Open OrangeCrab opened 2 years ago

OrangeCrab commented 2 years ago

I'm newbie, I have a project about time series forecasting, I use facebook prophet. This is my route: stationary test -> differencing -> stationary data -> fit & predict -> forecasting data 'yhat' is inversed done, but I dont know how to inverse 'yhat_upper', 'yhat_lower',...

(I inverse 'yhat' by:

def inverse_differencing(root, tg):
        series_inverted = []
        for i in range(len(root)-1, -1,-1):
                series_inverted = np.r_[root[i], tg].cumsum().astype(float)
                tg = series_inverted.copy()
        return series_inverted
# root is list of base value using for inverse
tg = forecast['yhat'][-prediction_size_:].copy()
series_inverted = inverse_differencing(root, tg)

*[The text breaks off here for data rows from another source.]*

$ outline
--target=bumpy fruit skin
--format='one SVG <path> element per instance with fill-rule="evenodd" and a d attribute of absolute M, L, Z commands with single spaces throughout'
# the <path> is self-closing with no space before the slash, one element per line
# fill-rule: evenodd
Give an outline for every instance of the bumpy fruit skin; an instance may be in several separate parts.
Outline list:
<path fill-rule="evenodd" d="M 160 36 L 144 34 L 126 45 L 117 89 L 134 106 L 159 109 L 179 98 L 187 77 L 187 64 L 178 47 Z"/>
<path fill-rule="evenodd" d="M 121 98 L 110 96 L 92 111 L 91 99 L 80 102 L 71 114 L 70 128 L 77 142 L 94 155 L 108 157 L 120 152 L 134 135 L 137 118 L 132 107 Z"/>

_result is seriesinverted )

help me, pls my English is not good, Im sorry

tcuongd commented 2 years ago

Firstly, I wouldn't recommend difference-ing the data, Prophet can handle non-stationary time series because it models the underlying growth directly.

I think if you wanted to inverse everything, you would need to access the draws of the predicted distribution, invert all of those values, then re-calculate the lower and upper bounds. You can access the draws by using m.predictive_samples(future_df).